Entgegen den Ausführungen der Beschwerde wurde im angefochtenen Bescheid jedoch ausdrücklich dargelegt, daß sich die festgestellte Abweisung des in der Schweiz gestellten Asylantrages aus der niederschriftlich festgehaltenen Einvernahme des Beschwerdeführers ergebe. Der Vorwurf des Beschwerdeführers, die belangte Behörde habe diese in Rede stehende Feststellung ohne objektive Beweisgrundlage getroffen, entbehrt daher ebenso der Grundlage, wie auch die in der Beschwerde vorgetragene Behauptung, der Beschwerdeführer habe nie erklärt, daß sein Asylantrag in der Schweiz abgewiesen worden sei, mit dem Inhalt der vorgelegten Verwaltungsakte nicht in Einklang steht und daher unrichtig ist. Vielmehr ist den am 21. Jänner 1991 von der Sicherheitsdirektion für das Bundesland Vorarlberg niederschriftlich festgehaltenen Angaben des Beschwerdeführers unmißverständlich zu entnehmen, daß sein Asylgesuch in der Schweiz abgelehnt wurde. Des weiteren hat der Beschwerdeführer in der von der Sicherheitsdirektion für das Bundesland Vorarlberg am 9. Jänner 1991 festgehaltenen Niederschrift ausdrücklich zugestanden, daß im Dezember 1990 sein Asylgesuch in der Schweiz abgelehnt und er aufgefordert worden sei, "die Schweiz zu verlassen". Die Ansicht des Beschwerdeführers, die behördliche Entscheidungsfindung beruhe "allein auf der Basis von Hörensagen" findet in den vorgelegten Verwaltungsakten somit keine Deckung und erweist sich daher als unzutreffend.

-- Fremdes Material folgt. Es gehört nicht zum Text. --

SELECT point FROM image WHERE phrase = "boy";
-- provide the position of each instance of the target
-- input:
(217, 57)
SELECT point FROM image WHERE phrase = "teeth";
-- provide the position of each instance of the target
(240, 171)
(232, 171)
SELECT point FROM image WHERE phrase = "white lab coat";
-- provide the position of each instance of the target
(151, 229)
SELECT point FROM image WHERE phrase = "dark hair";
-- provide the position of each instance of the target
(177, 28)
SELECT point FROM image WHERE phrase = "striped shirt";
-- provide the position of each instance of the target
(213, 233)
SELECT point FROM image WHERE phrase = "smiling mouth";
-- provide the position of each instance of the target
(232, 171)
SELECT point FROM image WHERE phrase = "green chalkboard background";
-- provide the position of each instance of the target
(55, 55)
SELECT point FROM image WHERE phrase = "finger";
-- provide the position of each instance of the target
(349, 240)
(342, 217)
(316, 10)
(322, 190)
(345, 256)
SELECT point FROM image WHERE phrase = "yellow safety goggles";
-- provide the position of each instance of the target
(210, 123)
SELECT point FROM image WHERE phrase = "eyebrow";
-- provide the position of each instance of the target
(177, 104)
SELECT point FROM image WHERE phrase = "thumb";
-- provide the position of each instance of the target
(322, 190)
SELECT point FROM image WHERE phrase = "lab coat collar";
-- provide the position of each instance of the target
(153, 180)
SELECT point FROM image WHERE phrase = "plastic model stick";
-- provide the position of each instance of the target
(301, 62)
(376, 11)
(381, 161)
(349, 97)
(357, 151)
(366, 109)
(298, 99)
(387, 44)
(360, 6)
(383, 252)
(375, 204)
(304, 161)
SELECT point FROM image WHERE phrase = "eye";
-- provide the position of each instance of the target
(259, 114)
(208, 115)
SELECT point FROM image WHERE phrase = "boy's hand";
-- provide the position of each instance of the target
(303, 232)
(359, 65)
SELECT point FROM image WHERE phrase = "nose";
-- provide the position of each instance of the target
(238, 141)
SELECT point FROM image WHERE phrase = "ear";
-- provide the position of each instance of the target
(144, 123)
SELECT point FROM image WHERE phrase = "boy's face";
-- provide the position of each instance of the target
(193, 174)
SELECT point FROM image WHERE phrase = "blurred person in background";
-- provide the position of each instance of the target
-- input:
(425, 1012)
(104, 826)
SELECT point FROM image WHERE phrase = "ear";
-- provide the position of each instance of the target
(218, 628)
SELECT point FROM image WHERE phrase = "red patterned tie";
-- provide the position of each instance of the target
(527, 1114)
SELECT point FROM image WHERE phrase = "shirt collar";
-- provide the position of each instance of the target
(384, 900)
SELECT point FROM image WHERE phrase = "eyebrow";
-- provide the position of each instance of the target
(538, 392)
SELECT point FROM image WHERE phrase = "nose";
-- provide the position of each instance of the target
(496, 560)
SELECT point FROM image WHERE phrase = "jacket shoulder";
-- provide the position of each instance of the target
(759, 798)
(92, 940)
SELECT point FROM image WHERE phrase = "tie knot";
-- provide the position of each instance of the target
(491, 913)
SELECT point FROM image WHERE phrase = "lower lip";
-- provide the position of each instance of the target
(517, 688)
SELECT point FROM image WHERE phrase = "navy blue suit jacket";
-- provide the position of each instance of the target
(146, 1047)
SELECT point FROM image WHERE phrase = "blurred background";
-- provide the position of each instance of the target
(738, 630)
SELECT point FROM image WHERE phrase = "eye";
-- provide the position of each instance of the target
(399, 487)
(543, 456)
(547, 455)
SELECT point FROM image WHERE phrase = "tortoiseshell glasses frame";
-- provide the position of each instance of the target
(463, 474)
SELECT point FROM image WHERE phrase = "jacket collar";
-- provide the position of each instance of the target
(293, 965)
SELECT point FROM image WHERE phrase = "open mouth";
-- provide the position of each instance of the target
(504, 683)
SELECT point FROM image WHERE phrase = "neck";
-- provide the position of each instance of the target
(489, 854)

Gemäß § 2 Abs. 3 Asylgesetz 1991 wird Fremden kein Asyl gewährt, die bereits einen Asylantrag in Österreich oder einem anderen Staat, der die Bestimmung der Genfer Flüchtlingskonvention beachtet, gestellt hatten und deren Antrag abgewiesen wurde.

Gemäß Abs. 4 dieses Paragraphen findet Abs. 3 leg. cit. auf Fremde keine Anwendung, die nach rechtskräftiger Abweisung ihres Asylantrages in ihren Heimatstaat oder, soweit sie staatenlos sind, in den Staat, in dem sie ihren früheren gewöhnlichen Aufenthalt hatten, zurückgekehrt sind und einen Asylantrag auf Umstände stützen, die nach diesem Zeitpunkt eingetreten sind.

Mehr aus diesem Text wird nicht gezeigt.